Concorde: Süpersonik Havacılığın İhtişamı ve Sonu
İngilizler ve Fransızlar, 1969 yılında Atlantik Okyanusu’nu daha hızlı geçerek Amerika Birleşik Devletleri’ne ulaşacak bir yolcu uçağı ihtiyacını karşılamak amacıyla Concorde’u üretmişlerdi. Bu uçak, havacılık tarihinin en ilginç ve ikonik öykülerinden birini temsil ediyor. Önde sivri bir burun yapısına sahip olan bu süpersonik uçaklar, iniş ve kalkışlarda katlanabilen tasarımıyla dikkat çekiyor. Concorde, 10 saatlik Atlantik yolculuğunu 5 saatin altına indirebilme kapasitesine sahipti ve bu özellikleriyle hava taşımacılığında adeta bir devrim yaratma potansiyeline sahipti.

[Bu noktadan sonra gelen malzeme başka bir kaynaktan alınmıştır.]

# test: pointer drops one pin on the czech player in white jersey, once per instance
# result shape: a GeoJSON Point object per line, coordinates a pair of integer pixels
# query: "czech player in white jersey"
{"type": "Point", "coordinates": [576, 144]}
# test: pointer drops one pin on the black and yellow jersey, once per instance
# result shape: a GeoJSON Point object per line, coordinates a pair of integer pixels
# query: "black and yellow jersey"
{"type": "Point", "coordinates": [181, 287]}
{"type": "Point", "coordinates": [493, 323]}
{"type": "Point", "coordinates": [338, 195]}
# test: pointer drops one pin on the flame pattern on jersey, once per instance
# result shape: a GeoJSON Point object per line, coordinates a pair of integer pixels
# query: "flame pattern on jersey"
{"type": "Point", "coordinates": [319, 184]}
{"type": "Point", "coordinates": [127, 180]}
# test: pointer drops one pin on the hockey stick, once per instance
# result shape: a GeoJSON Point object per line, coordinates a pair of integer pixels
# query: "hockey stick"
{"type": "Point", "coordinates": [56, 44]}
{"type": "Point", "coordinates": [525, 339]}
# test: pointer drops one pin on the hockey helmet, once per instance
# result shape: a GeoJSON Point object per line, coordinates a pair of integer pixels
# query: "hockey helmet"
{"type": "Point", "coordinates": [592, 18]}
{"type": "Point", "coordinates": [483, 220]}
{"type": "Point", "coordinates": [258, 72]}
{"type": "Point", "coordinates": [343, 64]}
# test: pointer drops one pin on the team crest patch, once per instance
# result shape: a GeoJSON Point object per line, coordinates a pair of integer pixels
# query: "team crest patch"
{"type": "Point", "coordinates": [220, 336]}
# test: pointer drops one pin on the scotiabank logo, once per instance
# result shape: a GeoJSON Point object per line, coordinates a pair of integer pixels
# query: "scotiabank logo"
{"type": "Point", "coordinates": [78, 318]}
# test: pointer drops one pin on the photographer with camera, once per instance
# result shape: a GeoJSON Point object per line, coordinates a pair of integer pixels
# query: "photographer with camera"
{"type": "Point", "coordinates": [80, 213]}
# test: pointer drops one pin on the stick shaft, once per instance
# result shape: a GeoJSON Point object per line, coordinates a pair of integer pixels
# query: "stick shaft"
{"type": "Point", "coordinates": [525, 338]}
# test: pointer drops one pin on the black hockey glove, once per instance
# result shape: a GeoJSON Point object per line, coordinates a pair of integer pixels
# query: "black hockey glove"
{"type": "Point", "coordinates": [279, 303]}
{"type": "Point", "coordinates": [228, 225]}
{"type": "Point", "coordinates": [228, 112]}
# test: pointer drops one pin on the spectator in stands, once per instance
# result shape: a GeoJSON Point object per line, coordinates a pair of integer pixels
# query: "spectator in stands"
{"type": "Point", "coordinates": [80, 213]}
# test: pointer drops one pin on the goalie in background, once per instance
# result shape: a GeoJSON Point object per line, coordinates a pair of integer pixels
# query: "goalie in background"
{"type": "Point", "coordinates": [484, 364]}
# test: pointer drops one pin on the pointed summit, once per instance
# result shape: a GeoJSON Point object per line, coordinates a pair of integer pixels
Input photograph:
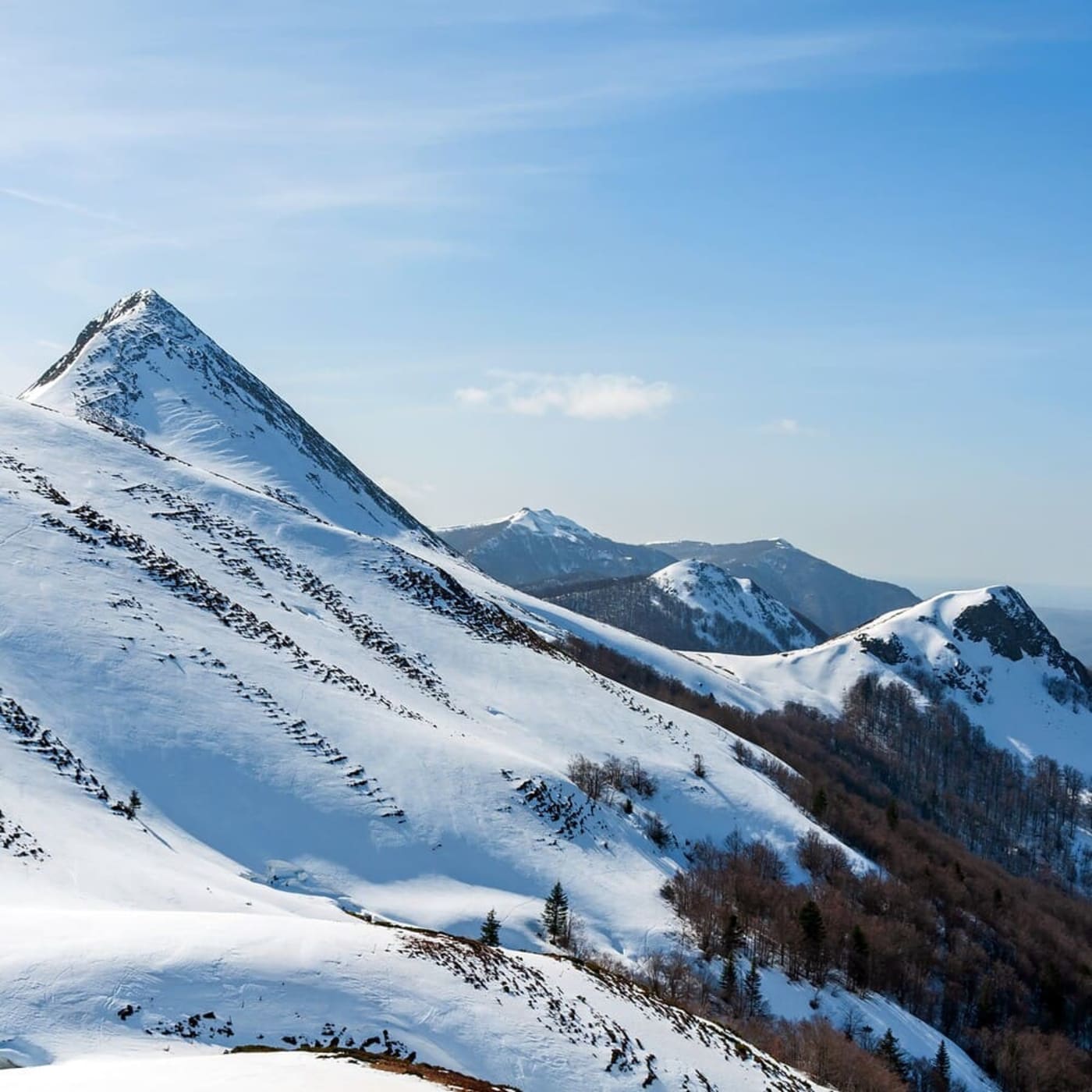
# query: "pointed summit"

Ancak, bu teknolojik harikanın ömrü çok uzun olmadı. 2003 yılına geldiğimizde, Concorde uçaklarının iniş ve kalkış yaptığı şehirlerden gelen yoğun şikayetler, bu muazzam uçakların kullanımına son verilmesine neden oldu. Hızla uçan Concorde’lar, yarattıkları sonik patlamalarla uçtukları şehirlerdeki insanlar için ciddi bir rahatsızlık kaynağı haline gelmişti. Özellikle, 2001 yılında yaşanan bir kaza sonucunda uçak düşmüş ve içindeki herkes hayatını kaybetmişti. Bu trajik olay, ABD, İngiltere ve Fransa’nın Concorde’ları kullanmama kararı almalarına yol açtı ve 2003 yılında bu efsanevi uçaklar havacılıktan emekli oldu.

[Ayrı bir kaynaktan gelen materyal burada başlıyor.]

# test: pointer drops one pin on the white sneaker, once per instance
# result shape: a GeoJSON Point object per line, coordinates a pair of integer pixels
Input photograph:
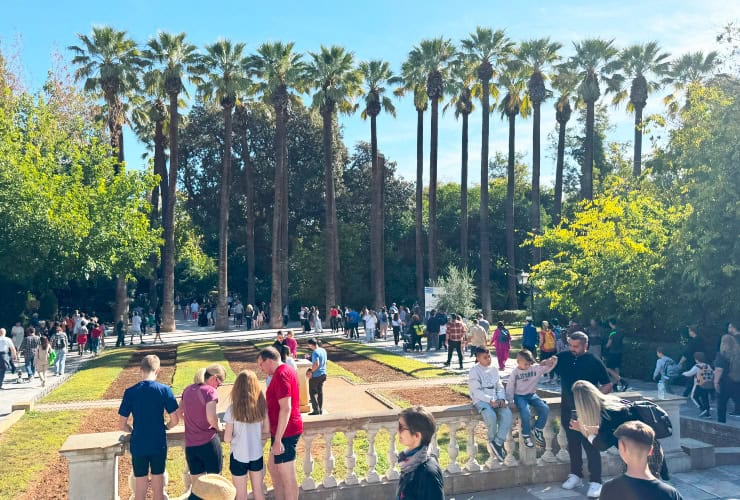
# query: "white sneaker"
{"type": "Point", "coordinates": [594, 490]}
{"type": "Point", "coordinates": [573, 482]}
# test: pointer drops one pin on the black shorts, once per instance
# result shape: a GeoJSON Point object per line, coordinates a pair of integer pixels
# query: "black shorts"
{"type": "Point", "coordinates": [143, 463]}
{"type": "Point", "coordinates": [238, 468]}
{"type": "Point", "coordinates": [205, 458]}
{"type": "Point", "coordinates": [614, 360]}
{"type": "Point", "coordinates": [289, 443]}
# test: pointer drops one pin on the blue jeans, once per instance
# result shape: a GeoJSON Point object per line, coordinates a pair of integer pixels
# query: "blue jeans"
{"type": "Point", "coordinates": [61, 361]}
{"type": "Point", "coordinates": [523, 402]}
{"type": "Point", "coordinates": [498, 421]}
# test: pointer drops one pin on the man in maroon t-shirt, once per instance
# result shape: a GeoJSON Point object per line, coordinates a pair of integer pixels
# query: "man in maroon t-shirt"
{"type": "Point", "coordinates": [286, 425]}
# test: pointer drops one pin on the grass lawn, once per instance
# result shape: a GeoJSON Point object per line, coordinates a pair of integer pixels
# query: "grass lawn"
{"type": "Point", "coordinates": [91, 381]}
{"type": "Point", "coordinates": [31, 444]}
{"type": "Point", "coordinates": [194, 356]}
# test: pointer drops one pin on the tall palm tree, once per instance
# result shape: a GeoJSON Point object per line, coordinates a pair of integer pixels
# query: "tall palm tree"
{"type": "Point", "coordinates": [412, 79]}
{"type": "Point", "coordinates": [594, 61]}
{"type": "Point", "coordinates": [538, 55]}
{"type": "Point", "coordinates": [337, 82]}
{"type": "Point", "coordinates": [488, 49]}
{"type": "Point", "coordinates": [513, 80]}
{"type": "Point", "coordinates": [463, 75]}
{"type": "Point", "coordinates": [436, 55]}
{"type": "Point", "coordinates": [639, 63]}
{"type": "Point", "coordinates": [220, 76]}
{"type": "Point", "coordinates": [376, 75]}
{"type": "Point", "coordinates": [173, 57]}
{"type": "Point", "coordinates": [109, 63]}
{"type": "Point", "coordinates": [280, 72]}
{"type": "Point", "coordinates": [689, 68]}
{"type": "Point", "coordinates": [565, 82]}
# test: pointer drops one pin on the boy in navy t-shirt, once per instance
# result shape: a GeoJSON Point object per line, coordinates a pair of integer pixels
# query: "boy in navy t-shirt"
{"type": "Point", "coordinates": [148, 400]}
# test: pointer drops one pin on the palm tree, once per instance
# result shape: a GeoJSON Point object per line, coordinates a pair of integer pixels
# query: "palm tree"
{"type": "Point", "coordinates": [640, 62]}
{"type": "Point", "coordinates": [376, 75]}
{"type": "Point", "coordinates": [538, 54]}
{"type": "Point", "coordinates": [279, 70]}
{"type": "Point", "coordinates": [109, 62]}
{"type": "Point", "coordinates": [413, 80]}
{"type": "Point", "coordinates": [337, 82]}
{"type": "Point", "coordinates": [463, 75]}
{"type": "Point", "coordinates": [690, 68]}
{"type": "Point", "coordinates": [594, 61]}
{"type": "Point", "coordinates": [488, 49]}
{"type": "Point", "coordinates": [436, 55]}
{"type": "Point", "coordinates": [566, 83]}
{"type": "Point", "coordinates": [220, 76]}
{"type": "Point", "coordinates": [173, 57]}
{"type": "Point", "coordinates": [514, 81]}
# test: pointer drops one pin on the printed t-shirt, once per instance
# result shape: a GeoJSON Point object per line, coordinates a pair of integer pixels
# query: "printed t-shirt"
{"type": "Point", "coordinates": [284, 384]}
{"type": "Point", "coordinates": [148, 400]}
{"type": "Point", "coordinates": [194, 399]}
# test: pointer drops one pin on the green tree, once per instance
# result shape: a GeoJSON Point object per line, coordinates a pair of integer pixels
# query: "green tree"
{"type": "Point", "coordinates": [376, 74]}
{"type": "Point", "coordinates": [337, 83]}
{"type": "Point", "coordinates": [488, 49]}
{"type": "Point", "coordinates": [220, 76]}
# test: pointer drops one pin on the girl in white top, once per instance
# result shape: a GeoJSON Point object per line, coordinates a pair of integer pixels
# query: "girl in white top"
{"type": "Point", "coordinates": [246, 423]}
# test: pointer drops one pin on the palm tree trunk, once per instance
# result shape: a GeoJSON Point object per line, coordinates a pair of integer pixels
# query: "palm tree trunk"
{"type": "Point", "coordinates": [327, 115]}
{"type": "Point", "coordinates": [419, 206]}
{"type": "Point", "coordinates": [558, 202]}
{"type": "Point", "coordinates": [168, 268]}
{"type": "Point", "coordinates": [485, 257]}
{"type": "Point", "coordinates": [222, 316]}
{"type": "Point", "coordinates": [464, 194]}
{"type": "Point", "coordinates": [433, 146]}
{"type": "Point", "coordinates": [509, 214]}
{"type": "Point", "coordinates": [536, 251]}
{"type": "Point", "coordinates": [276, 307]}
{"type": "Point", "coordinates": [587, 171]}
{"type": "Point", "coordinates": [637, 165]}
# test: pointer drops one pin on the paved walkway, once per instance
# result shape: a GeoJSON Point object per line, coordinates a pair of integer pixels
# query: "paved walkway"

O günden beri ticari ve sivil havacılık yolcuları, sesten hızlı uçabilme fırsatını kaybetmiş durumda. Ancak, NASA şu an sonik patlama sorununu minimize eden yeni bir teknoloji üzerinde çalışıyor. Bu çerçevede, X-59 adını verdikleri prototip uçak, test uçuşlarında alışılmıştan daha sessiz bir şekilde ses hızını aşmayı başardı.
Gürültüsü Seyreltilmiş Süpersonik Uçak
X-59, sonik patlamaları tamamen ortadan kaldırmasa da bu sesin yönünü değiştirerek rahatsız edici etkisini minimize edebiliyor. Örneğin, Concorde ve diğer süpersonik savaş uçakları 100 desibel üzerinde bir patlama sesi yaratırken, X-59’un oluşturduğu sonik patlama 75 desibel altında kalabiliyor. Bu ses seviyesi, bir elektrikli süpürgenin çalıştığı bir evdeki gürültüye eşdeğer. Oysa Concorde’un yarattığı gürültü, insanların kulaklarını rahatsız edecek ve hatta psikolojik sorunlara yol açabilecek düzeyde tanımlanıyor.
NASA, X-59 ile çalışmalarını sürdürmekte ve bu teknoloji üzerinde daha fazla ilerleme kaydetmeyi hedeflemektedir. Elbette, bu yeni teknoloji öncelikle askeri uçaklarda kullanılacak. Ancak Elon Musk gibi vizyoner girişimcilerin de katkılarıyla, insanları şehirler arasında taşıyacak uzay gemileri geliştirilmeden önce, NASA’nın yeni teknolojisi sayesinde üretilecek süpersonik uçaklar bir gün İstanbul ile Ankara arasındaki uçuş sürelerini 15 dakikaya indirebilir. Ancak o güne ulaşmak için daha uzun bir süreye ihtiyaç var.